Decoding complex drug-drug-renal disease interaction mediated by hepatic enzymes and transporters using PBPK approach

Description: The talk aims to introduce physiologically based pharmacokinetic (PBPK) model-based approach as a useful tool of model-informed drug development (MIDD) for bridging the “Past” and the “New Horizons” of drug-drug interaction (DDI) studies in special populations. DDIs in patients with chronic kidney disease (CKD) are commonly studied in healthy volunteers to alleviate ethical concerns in the “Past as Prologue”. CKD may affect drug disposition by multiple pathophysiological changes including the changes in abundancy and activity of hepatic drug enzymes and transporters. Also, the disease factors may interplay with DDI in patients with CKD causing a different DDI scenario from the one in healthy volunteers. The translation of DDI magnitude between healthy volunteers and patients with CKD may not be straightforward due to the complex drug-drug-disease interaction (DDDI) scenarios, whereas PBPK model-based approach may serve as a valuable quantitative tool as “Bridges to New Horizons” to predict the complex DDDI. Herein, we present an overview of the impact of severe renal disease on hepatic enzymes (CYP and non-CYP enzymes) and transporters (OATP1B1/3 and BCRP).

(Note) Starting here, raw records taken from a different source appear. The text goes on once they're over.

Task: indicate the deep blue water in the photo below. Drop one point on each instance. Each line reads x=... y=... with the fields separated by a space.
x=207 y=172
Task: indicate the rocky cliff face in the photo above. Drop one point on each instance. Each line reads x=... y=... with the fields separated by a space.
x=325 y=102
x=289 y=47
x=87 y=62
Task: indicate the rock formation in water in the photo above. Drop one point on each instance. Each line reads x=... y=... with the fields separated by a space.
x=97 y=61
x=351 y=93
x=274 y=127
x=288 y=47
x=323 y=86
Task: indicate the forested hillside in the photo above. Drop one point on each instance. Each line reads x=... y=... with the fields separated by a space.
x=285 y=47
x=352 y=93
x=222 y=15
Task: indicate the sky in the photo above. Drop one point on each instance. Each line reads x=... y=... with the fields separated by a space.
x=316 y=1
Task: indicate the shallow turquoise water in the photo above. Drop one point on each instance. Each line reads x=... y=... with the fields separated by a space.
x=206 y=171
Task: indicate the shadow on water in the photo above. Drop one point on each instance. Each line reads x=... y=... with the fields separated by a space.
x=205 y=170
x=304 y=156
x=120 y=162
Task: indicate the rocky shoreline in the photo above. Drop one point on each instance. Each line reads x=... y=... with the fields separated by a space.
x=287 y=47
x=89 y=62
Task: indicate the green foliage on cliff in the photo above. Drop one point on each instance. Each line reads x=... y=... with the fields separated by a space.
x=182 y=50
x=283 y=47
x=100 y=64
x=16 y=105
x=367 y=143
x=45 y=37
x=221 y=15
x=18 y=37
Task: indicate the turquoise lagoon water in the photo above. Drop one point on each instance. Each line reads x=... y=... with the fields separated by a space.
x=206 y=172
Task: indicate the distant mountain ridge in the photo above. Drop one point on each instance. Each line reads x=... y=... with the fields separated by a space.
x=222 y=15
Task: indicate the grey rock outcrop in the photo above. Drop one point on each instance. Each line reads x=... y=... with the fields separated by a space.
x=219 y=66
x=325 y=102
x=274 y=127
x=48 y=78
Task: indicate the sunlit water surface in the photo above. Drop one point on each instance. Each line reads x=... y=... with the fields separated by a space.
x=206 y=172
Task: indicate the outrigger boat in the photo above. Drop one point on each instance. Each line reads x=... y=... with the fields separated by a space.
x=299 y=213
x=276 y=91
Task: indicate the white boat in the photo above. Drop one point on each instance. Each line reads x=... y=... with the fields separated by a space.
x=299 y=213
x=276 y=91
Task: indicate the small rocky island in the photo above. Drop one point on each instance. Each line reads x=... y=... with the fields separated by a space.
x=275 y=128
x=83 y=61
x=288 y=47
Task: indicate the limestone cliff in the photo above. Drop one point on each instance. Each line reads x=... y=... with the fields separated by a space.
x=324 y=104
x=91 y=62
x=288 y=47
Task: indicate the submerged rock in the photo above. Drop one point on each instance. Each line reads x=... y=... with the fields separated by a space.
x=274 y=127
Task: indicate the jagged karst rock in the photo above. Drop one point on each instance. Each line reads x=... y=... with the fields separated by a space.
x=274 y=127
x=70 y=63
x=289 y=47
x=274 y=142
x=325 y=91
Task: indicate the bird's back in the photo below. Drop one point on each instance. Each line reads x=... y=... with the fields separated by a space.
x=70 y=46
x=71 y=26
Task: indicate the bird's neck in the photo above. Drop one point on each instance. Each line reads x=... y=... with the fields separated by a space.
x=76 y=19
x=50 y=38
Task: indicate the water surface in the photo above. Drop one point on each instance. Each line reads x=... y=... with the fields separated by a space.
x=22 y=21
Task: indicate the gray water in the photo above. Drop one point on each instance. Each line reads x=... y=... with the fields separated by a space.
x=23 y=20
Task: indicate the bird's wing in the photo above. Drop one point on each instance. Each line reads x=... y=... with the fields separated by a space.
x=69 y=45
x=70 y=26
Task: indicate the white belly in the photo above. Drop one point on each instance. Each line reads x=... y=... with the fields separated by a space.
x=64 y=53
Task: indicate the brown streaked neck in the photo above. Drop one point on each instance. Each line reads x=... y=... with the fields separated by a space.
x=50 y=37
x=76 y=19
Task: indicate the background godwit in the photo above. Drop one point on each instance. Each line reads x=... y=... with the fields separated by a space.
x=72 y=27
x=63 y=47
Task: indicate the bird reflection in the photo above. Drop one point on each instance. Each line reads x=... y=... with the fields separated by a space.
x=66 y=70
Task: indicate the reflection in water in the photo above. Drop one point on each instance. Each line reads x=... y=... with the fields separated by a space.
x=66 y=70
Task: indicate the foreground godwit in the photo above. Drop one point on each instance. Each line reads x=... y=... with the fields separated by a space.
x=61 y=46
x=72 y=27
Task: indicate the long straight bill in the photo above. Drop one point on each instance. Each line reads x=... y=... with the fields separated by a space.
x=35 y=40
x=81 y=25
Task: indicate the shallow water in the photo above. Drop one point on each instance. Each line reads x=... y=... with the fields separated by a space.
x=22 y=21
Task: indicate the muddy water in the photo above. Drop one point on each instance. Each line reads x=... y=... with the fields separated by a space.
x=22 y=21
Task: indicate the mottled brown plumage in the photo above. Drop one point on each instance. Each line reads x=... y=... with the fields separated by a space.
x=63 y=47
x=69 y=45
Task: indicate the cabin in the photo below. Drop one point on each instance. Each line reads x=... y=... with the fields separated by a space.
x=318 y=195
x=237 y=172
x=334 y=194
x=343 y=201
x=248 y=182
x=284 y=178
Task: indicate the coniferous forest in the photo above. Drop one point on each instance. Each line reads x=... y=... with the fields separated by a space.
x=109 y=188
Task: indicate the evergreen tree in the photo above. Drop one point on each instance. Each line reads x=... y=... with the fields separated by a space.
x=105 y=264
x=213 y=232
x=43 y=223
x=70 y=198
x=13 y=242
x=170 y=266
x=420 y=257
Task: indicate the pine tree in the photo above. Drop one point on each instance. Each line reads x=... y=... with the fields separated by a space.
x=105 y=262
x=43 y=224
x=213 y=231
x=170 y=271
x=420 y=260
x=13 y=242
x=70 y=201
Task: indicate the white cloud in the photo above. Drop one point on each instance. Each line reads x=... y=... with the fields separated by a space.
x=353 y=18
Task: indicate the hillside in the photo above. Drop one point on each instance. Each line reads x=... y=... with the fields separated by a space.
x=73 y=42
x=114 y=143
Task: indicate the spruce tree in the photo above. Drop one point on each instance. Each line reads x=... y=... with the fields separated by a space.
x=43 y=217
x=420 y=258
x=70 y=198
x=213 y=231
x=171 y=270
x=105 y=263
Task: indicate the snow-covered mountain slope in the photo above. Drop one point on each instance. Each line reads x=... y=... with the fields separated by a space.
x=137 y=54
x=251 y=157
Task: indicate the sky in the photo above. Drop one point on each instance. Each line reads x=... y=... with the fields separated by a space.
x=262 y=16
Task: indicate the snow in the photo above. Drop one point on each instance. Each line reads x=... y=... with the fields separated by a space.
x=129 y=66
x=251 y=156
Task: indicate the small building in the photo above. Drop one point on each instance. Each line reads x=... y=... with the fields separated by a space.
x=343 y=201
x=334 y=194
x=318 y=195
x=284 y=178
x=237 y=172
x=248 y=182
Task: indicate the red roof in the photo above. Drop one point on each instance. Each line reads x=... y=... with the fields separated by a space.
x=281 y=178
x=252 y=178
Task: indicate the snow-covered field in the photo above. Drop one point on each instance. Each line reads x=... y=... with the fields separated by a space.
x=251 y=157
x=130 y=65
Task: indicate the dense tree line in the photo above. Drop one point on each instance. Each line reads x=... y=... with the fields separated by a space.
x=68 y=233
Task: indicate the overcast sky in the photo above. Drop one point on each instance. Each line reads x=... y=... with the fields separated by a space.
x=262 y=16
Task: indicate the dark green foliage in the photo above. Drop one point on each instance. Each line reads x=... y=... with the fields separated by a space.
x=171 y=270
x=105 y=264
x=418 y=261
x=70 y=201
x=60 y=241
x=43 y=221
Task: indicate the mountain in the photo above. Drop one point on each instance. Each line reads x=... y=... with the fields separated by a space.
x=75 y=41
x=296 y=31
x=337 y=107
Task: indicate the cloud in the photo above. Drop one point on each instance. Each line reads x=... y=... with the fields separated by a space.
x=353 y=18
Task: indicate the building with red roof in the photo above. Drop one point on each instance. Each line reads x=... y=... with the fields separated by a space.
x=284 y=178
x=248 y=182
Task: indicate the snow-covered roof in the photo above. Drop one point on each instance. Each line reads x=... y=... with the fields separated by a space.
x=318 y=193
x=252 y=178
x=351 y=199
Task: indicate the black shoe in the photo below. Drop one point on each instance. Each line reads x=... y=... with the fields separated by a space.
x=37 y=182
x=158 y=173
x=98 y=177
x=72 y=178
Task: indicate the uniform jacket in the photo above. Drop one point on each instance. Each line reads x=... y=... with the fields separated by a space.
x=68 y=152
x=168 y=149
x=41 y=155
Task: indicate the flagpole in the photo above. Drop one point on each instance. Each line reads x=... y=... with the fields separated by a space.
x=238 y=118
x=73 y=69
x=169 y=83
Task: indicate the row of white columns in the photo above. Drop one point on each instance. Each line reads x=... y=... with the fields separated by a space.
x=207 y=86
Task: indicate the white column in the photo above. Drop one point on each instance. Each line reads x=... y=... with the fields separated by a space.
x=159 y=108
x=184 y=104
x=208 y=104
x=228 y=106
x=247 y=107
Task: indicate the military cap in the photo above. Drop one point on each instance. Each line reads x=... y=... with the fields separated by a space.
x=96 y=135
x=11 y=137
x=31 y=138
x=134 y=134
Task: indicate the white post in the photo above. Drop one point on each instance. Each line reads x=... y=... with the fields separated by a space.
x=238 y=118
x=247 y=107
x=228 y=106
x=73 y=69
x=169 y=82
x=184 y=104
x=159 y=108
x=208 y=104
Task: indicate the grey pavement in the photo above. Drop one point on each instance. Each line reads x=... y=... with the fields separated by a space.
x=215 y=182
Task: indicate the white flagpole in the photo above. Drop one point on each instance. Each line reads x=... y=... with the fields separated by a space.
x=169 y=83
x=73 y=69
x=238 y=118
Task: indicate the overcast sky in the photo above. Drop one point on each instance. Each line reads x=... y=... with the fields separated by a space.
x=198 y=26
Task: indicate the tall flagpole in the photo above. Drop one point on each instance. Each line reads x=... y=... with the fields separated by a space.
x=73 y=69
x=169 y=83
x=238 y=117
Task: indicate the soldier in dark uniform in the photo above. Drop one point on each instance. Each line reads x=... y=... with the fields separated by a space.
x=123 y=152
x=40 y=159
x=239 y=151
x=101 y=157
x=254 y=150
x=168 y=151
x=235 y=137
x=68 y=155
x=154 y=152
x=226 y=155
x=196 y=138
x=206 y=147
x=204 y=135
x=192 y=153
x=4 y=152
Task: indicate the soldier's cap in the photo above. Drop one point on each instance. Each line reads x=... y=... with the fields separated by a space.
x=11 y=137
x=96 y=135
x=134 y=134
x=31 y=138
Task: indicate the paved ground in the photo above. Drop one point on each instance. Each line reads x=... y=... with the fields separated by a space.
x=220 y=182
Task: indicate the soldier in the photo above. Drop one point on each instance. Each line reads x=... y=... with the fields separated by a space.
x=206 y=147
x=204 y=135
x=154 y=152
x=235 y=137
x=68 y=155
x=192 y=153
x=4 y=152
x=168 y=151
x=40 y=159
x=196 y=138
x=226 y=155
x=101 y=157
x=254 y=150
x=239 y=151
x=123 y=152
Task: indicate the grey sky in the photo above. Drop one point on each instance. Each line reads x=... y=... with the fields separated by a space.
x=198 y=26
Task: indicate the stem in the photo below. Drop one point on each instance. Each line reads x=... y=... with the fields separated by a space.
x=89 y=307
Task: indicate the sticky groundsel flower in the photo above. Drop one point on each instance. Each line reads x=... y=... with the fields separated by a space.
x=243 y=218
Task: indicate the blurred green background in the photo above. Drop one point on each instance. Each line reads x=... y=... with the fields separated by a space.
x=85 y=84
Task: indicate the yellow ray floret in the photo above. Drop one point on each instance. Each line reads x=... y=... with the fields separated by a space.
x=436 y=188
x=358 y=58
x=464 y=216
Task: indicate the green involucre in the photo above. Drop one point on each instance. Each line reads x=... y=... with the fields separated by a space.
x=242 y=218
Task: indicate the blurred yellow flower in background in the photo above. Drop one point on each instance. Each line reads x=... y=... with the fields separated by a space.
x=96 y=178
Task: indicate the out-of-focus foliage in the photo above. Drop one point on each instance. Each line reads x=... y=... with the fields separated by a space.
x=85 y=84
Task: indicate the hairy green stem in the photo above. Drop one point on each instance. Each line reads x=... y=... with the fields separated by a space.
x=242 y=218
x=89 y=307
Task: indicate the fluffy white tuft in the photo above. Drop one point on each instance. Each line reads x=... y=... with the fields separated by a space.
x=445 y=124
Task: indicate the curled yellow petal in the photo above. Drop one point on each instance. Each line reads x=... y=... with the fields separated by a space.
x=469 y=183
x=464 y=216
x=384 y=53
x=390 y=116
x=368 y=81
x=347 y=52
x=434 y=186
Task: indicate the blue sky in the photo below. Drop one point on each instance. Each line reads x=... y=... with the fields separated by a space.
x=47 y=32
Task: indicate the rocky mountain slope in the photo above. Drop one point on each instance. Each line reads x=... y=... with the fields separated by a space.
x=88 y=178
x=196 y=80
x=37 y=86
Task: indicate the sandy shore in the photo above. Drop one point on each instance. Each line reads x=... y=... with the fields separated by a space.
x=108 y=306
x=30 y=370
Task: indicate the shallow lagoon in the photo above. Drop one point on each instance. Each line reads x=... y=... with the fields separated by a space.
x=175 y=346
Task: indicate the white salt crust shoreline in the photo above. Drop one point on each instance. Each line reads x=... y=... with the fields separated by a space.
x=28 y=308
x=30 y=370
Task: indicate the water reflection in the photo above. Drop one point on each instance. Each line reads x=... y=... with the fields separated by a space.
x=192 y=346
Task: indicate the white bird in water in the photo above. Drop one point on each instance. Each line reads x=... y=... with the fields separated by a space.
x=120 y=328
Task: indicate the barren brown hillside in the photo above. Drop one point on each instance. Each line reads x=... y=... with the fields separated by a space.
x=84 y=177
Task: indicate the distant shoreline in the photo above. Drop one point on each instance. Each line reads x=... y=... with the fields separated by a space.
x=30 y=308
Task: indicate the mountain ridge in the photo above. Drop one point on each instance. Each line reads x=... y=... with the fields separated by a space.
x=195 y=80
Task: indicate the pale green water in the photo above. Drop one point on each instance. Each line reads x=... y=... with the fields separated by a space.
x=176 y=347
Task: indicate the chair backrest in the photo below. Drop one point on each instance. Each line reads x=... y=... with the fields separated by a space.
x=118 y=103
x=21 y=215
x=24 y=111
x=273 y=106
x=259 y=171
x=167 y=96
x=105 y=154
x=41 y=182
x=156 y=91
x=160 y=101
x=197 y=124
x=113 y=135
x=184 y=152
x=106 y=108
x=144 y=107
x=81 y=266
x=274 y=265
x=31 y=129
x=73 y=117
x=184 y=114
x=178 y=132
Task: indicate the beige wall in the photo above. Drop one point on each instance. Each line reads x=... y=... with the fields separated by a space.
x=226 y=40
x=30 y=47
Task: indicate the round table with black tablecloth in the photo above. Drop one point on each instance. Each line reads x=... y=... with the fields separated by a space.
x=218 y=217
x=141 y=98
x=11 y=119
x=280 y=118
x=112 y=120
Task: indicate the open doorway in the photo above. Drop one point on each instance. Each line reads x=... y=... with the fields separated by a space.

Then, we illustrate the best practice of using PBPK modelling for DDDI prediction. The usefulness of PBPK modelling will be demonstrated with the case study of statin-roxadustat DDI mediated by hepatic enzymes and transporters in patients with severe CKD. The case study has been published in the paper entitled “Understanding Statin-Roxadustat Drug–Drug-Disease Interaction Using Physiologically-Based Pharmacokinetic Modeling” in Clinical Pharmacology & Therapeutics in 2023.